Аделина была изумлена и оскорблена тем, что Ла Мотт способен так неуважительно судить о ее умственных способностях и характере, как свидетельствовали слова его.

— Возможно ли, сэр, — сказала она, — что вы одобряете поведение маркиза?

— Вполне возможно и вполне определенно, — сказал Ла Мотт весьма сурово, — как вполне возможно и то, что мое суждение об этой истории может оказаться не столь извращено предрассудками, как ваше. Впрочем, обсуждать это я не намерен. Я буду лишь просить, поскольку вам известна неопределенность моего положения, чтобы вы сообразовались с этим, а не превращали маркиза вашими неуместными обидами в моего врага. Сейчас он мой друг, и для безопасности моей необходимо, чтобы он таковым и оставался; если же я допущу, что кто-либо из моих домочадцев проявит в отношении маркиза грубость, то вполне могу ожидать, что он станет врагом мне. Право же, вы можете держаться с ним любезно.

Аделина сочла слово «грубость», как употребил его Ла Мотт, чрезмерно сильным, но воздержалась от изъявления обиды.

— Я могла желать, сэр, — сказала она, — привилегии удаляться, когда бы ни приехал маркиз, но, коль скоро вы полагаете, что такое поведение может затронуть ваши интересы, я должна покориться.

— Подобная искренность и добрая воля восхищают меня, — сказал Ла Мотт, — и, так как вы желаете быть мне полезной, знайте, что верней всего вам это удастся, если вы будете обращаться с маркизом, как с другом.

Слово друг, употребленное по отношению к маркизу, неприятно поразило слух Аделины; она заколебалась и посмотрела на Ла Мотта.

— Как с вашим другом, сэр, — сказала она. — Я постараюсь… «Постараюсь обращаться с ним, как с моим другом» — должна была она сказать, но поняла, что так окончить фразу не может. Она попросила Ла Мотта защитить ее от отца.

— Все, что я в силах сделать для вас, сделаю, — сказал он, — но вам известно, как мало у меня прав и средств противостоять ему и как сам я нуждаюсь в покровительстве. Зная теперь, где вы скрываетесь, он осведомлен, вероятно, и об обстоятельствах, которые держат здесь меня, и, если я попытаюсь оказать ему сопротивление, он может выдать меня судебным приставам, видя в том простейший способ завладеть вами. Опасности обложили нас со всех сторон, — продолжал Ла Мотт, — и если бы я знал способ, как нам вырваться!

— Покиньте аббатство, — сказала Аделина, — и поищите убежище в Швейцарии или Германии; тогда вы будете свободны от дальнейших обязательств перед маркизом и от преследований, которых так страшитесь. Простите меня за то, что я тем самым даю вам совет, который в какой-то степени, конечно, подсказан мыслью о собственной моей безопасности, но который в то же время, как мне кажется, дает единственный шанс обеспечить и вашу.
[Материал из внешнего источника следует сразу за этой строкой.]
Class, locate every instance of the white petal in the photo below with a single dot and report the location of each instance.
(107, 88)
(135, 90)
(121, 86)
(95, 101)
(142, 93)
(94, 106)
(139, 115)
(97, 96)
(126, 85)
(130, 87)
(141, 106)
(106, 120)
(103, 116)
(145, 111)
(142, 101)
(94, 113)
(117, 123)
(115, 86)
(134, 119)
— Ваш план вполне разумен, — сказал Ла Мотт, — будь у меня деньги, чтобы осуществить его. Но сейчас я должен довольствоваться тем, чтобы оставаться здесь, по возможности неузнанным, и защищать себя, обращая в друзей тех, кто меня знает. Самое же главное — я должен сохранить расположение маркиза. Он может сделать многое, даже если отец ваш прибегнет к отчаянным мерам. Но почему я так говорю? Быть может, ваш отец уже прибег к этим мерам, быть может, последствия его мести уже нависли над моей головой. В эту ситуацию меня поставило мое расположение к вам, Аделина; если бы я предал вас его воле, я был бы здесь по-прежнему в безопасности.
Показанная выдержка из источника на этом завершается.